Au Cameroun, la fiscalité entre dans une nouvelle ère avec l’intégration des entreprises numériques dans le champ de l’impôt. La loi de finances 2026 introduit pour la première fois une taxation dédiée aux plateformes de streaming comme Netflix, Spotify ou TikTok, aux services de publicité ciblée tels que Google Ads, mais aussi aux grandes marketplaces internationales. Dans un budget national en hausse de plus de 1 000 milliards de francs CFA, le gouvernement espère tirer près de 5 milliards de francs CFA par an de cette mesure.
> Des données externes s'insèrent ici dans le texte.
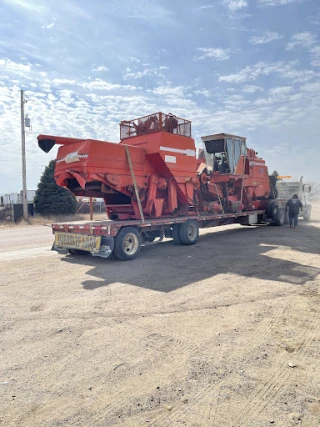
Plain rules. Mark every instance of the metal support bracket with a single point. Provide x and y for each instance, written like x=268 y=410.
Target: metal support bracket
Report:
x=135 y=184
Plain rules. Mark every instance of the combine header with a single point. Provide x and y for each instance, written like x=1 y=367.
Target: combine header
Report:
x=154 y=186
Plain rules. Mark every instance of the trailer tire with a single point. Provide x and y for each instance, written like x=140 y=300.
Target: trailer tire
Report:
x=189 y=232
x=127 y=244
x=176 y=235
x=77 y=252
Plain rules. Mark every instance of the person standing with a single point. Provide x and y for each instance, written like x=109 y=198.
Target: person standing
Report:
x=293 y=205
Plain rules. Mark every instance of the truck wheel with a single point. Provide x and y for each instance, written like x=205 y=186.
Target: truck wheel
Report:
x=149 y=236
x=78 y=252
x=189 y=232
x=279 y=217
x=176 y=235
x=127 y=244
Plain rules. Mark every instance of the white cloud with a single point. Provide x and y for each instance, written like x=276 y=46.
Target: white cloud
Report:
x=49 y=26
x=280 y=91
x=305 y=39
x=14 y=66
x=103 y=85
x=204 y=92
x=284 y=70
x=265 y=38
x=100 y=68
x=234 y=5
x=63 y=81
x=277 y=2
x=213 y=53
x=252 y=89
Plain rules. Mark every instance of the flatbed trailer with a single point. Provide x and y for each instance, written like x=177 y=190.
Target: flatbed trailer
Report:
x=123 y=238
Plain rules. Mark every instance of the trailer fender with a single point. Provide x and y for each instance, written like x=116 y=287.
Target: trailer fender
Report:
x=106 y=247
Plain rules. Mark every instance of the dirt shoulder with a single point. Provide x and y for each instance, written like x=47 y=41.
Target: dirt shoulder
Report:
x=223 y=333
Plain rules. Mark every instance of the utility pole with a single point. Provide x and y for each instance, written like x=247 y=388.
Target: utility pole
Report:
x=24 y=164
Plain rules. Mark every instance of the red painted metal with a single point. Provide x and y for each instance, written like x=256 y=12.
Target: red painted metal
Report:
x=171 y=181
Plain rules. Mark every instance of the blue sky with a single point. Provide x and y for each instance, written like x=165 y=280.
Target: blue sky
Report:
x=87 y=65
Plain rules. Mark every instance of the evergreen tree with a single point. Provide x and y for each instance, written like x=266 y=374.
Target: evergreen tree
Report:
x=51 y=199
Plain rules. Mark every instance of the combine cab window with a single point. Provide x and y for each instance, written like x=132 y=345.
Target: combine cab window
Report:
x=223 y=152
x=155 y=123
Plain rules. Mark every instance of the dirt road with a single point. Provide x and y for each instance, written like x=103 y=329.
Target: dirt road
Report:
x=223 y=333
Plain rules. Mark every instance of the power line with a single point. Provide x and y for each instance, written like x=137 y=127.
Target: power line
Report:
x=268 y=105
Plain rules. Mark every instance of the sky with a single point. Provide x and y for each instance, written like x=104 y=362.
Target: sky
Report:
x=247 y=67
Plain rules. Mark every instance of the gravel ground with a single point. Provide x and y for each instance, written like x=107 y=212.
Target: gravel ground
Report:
x=223 y=333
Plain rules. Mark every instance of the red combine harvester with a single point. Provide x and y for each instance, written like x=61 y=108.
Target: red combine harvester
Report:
x=154 y=186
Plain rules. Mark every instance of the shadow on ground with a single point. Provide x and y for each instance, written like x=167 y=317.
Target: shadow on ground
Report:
x=241 y=251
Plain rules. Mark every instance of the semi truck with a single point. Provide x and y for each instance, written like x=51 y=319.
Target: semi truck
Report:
x=155 y=187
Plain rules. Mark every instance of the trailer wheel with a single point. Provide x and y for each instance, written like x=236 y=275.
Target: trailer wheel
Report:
x=127 y=244
x=189 y=232
x=176 y=235
x=77 y=252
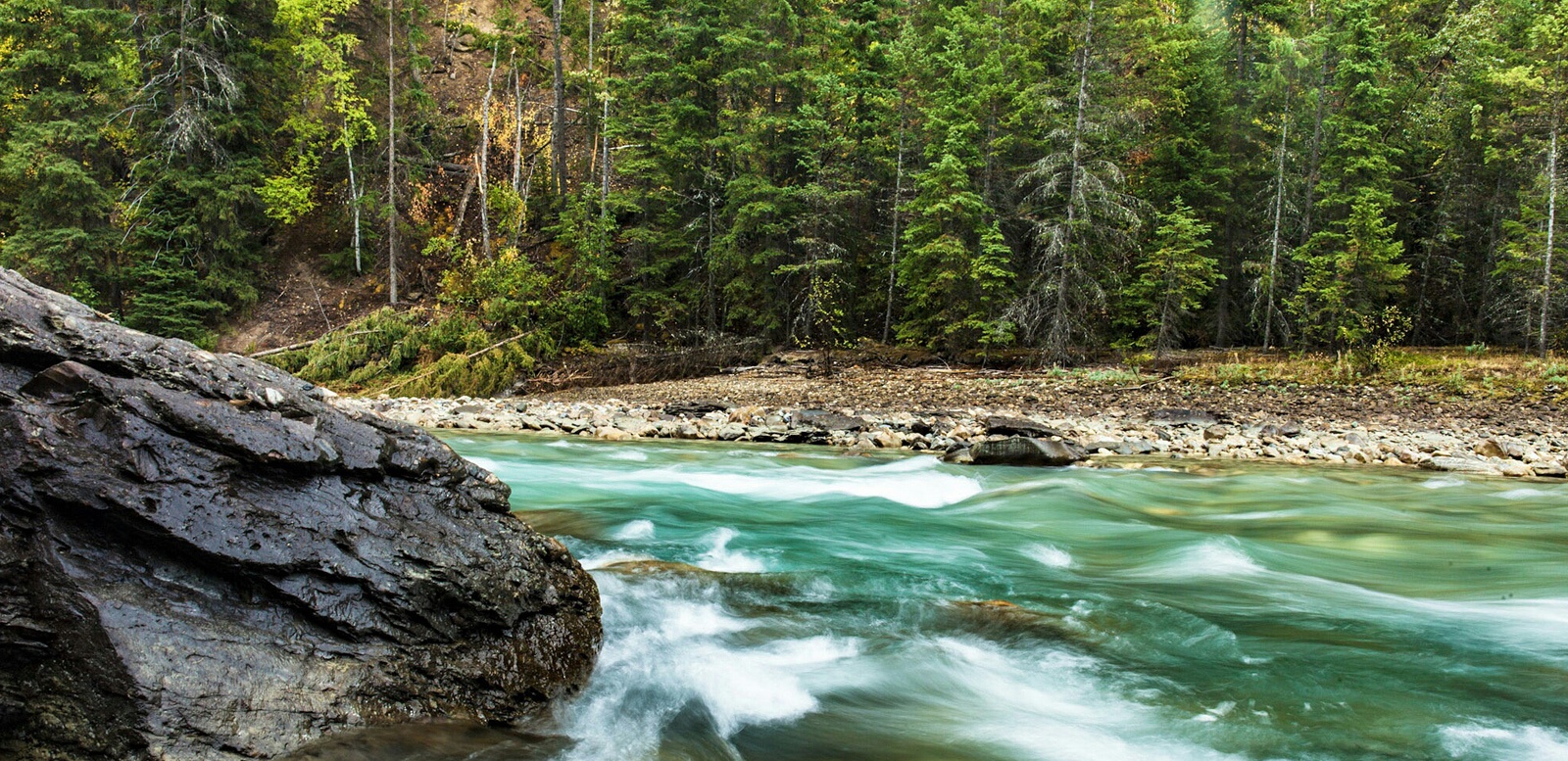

Une ressource supplémentaire présentée comme stratégique, alors que l’économie camerounaise cherche à mieux capter la valeur créée par l’activité numérique sur son territoire.

Ces géants du digital n’ayant pas de présence physique dans le pays, le Cameroun retient désormais la notion de “présence économique significative”, établie à partir d’un chiffre d’affaires annuel d’au moins 50 millions de francs CFA, ou de 1 000 utilisateurs locaux. Faute de comptabilité domestique, l’impôt reposera sur un calcul forfaitaire : 10 % des revenus réalisés auprès des utilisateurs camerounais seront considérés comme bénéfice imposable, taxés au taux standard de 30 %. Au final, la ponction s’élèvera à environ 3 % du chiffre d’affaires brut, un niveau comparable à celui déjà appliqué en Côte d’Ivoire, au Maroc ou encore en Tanzanie. Pour y parvenir, l’administration fiscale s’appuiera sur des indicateurs techniques comme l’adresse IP, la géolocalisation ou les coordonnées bancaires.

Reste que cette réforme, ambitieuse, s’accompagne de plusieurs défis opérationnels. L’identification précise des utilisateurs, le contrôle du chiffre d’affaires ou encore la mise en place d’un futur guichet numérique pour les déclarations mensuelles pourraient susciter des contestations de la part des multinationales, notamment sur le mode forfaitaire. Les consommateurs, eux, pourraient voir les tarifs de leurs abonnements augmenter, dans un contexte socio-économique où les ménages africains s’efforcent déjà de s’adapter à l’évolution rapide du marché numérique. Une transition fiscale qui ouvre la voie, au Cameroun comme ailleurs sur le continent, à un débat majeur : celui de l’équité entre acteurs locaux et plateformes mondiales.